Links to Paper and Supplementary Materials

Main Paper (Open Access Version): https://papers.miccai.org/miccai-2024/paper/0793_paper.pdf

SharedIt Link: https://rdcu.be/dV59a

SpringerLink (DOI): https://doi.org/10.1007/978-3-031-72120-5_58

Supplementary Material: N/A

Link to the Code Repository

N/A

Link to the Dataset(s)

N/A

BibTex

@InProceedings{Li_Semisupervised_MICCAI2024,
        author = { Li, Haoshen and Wang, Yirui and Zhu, Jie and Guo, Dazhou and Yu, Qinji and Yan, Ke and Lu, Le and Ye, Xianghua and Zhang, Li and Wang, Qifeng and Jin, Dakai},
        title = { { Semi-supervised Lymph Node Metastasis Classification with Pathology-guided Label Sharpening and Two-streamed Multi-scale Fusion } },
        booktitle = {proceedings of Medical Image Computing and Computer Assisted Intervention -- MICCAI 2024},
        year = {2024},
        publisher = {Springer Nature Switzerland},
        volume = {LNCS 15011},
        month = {October},
        page = {623 -- 633}
}


Reviews

Review #1

  • Please describe the contribution of the paper

    In this paper, the authors develop a complete semi-supervised classification framework with teacher-student architecture, pseudo label, dual-stream and 2.5D designs to solve the task of metastatic lymph node classification.

  • Please list the main strengths of the paper; you should write about a novel formulation, an original way to use data, demonstration of clinical feasibility, a novel application, a particularly strong evaluation, or anything else that is a strong aspect of this work. Please provide details, for instance, if a method is novel, explain what aspect is novel and why this is interesting.

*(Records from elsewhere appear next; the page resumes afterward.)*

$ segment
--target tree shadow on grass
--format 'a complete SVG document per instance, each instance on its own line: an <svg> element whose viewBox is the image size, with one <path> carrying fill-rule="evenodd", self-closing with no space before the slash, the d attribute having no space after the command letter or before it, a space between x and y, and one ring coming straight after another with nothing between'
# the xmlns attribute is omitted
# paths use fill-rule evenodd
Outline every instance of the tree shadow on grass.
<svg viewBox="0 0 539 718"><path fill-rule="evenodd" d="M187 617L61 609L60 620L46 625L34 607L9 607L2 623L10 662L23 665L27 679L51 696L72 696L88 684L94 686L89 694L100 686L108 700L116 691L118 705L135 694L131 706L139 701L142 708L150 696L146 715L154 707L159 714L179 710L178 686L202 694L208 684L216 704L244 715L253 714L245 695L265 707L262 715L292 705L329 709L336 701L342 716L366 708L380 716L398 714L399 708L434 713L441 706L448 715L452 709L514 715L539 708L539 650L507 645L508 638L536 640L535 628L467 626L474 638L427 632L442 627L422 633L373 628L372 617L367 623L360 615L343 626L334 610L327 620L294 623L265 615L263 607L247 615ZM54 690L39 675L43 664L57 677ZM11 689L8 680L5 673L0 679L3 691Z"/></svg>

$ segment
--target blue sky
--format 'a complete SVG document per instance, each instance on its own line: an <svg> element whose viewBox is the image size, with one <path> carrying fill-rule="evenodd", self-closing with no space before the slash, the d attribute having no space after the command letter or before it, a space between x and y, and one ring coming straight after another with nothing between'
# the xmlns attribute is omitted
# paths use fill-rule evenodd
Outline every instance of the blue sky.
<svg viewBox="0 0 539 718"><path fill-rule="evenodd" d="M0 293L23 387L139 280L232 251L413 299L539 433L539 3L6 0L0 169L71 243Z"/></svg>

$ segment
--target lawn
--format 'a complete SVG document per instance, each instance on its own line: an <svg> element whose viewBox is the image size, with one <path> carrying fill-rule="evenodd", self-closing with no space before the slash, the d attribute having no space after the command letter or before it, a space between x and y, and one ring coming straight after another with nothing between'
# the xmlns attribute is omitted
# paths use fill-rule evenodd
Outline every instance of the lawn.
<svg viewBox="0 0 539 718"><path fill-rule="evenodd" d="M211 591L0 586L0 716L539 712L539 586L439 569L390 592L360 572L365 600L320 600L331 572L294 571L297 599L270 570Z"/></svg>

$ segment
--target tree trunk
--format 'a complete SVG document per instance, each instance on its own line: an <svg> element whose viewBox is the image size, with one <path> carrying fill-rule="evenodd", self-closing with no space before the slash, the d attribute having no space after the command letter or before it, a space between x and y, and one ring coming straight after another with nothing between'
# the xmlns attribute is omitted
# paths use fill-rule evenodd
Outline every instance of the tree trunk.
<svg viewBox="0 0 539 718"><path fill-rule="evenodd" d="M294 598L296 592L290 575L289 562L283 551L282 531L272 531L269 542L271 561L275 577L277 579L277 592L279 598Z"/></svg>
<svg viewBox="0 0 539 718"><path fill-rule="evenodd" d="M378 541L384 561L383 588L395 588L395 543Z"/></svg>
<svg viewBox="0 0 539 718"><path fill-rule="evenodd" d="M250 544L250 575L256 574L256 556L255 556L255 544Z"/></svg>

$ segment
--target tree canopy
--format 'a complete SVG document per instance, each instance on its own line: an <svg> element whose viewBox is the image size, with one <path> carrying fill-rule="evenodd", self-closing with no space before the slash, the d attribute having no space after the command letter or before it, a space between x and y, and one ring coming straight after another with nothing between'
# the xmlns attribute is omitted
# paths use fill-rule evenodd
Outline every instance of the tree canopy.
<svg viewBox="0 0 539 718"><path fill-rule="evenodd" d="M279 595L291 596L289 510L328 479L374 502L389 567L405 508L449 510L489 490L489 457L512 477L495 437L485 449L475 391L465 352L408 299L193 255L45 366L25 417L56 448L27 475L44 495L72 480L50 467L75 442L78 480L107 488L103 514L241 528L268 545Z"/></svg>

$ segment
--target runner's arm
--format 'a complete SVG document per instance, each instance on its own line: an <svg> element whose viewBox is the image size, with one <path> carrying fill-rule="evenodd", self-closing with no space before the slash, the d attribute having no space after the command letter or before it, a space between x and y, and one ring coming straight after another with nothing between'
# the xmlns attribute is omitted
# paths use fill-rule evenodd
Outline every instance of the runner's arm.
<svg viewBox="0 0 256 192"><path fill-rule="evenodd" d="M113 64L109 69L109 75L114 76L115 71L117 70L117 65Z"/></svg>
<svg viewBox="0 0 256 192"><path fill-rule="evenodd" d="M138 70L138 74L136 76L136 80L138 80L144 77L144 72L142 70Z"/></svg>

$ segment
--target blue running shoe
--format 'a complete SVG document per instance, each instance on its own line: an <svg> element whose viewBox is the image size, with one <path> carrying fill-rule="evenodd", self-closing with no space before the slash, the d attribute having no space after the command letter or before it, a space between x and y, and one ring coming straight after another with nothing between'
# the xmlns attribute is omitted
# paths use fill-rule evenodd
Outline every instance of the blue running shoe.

    1)The proposed method is compared with 3D supervised models, 2.5D supervised models and semi-supervised methods, which shows very competitive results.

    2)The authors conducted ablation study to verify the effectiveness of each component in the proposed method.

  • Please list the main weaknesses of the paper. Please provide details, for instance, if you think a method is not novel, explain why and provide a reference to prior work.

    1)My major concerns are the novelty. The proposed method lacks novelty. Even though the proposed method shows the competitive performance, it is built of a set of existing techniques. Each component in the proposed method does work and show its effectiveness, but all these components are nothing new. 1-1)For examples, in Table 2, the 2.5D design is widely used in the task of Universal Lesion Detection (ULD) [i], and the mean teacher (MT) is commonly adopted in semi-supervised learning. Multi-scale fusion (MS) is widely used in Feature Pyramid Network (FPN). All the above designs are very mature techniques. [i] Yan, Ke, et al. “MULAN: multitask universal lesion analysis network for joint lesion detection, tagging, and segmentation.” MICCAI 2019

    1-2) The pathology-guided label sharpening loss (PGLS) is a simple supervised loss based on pseudo labels. The pseudo labels are the high-confidence predictions of teacher model and are consistent with the medical report. The PGLS is a simple and useful trick, but it is far from a novel contribution.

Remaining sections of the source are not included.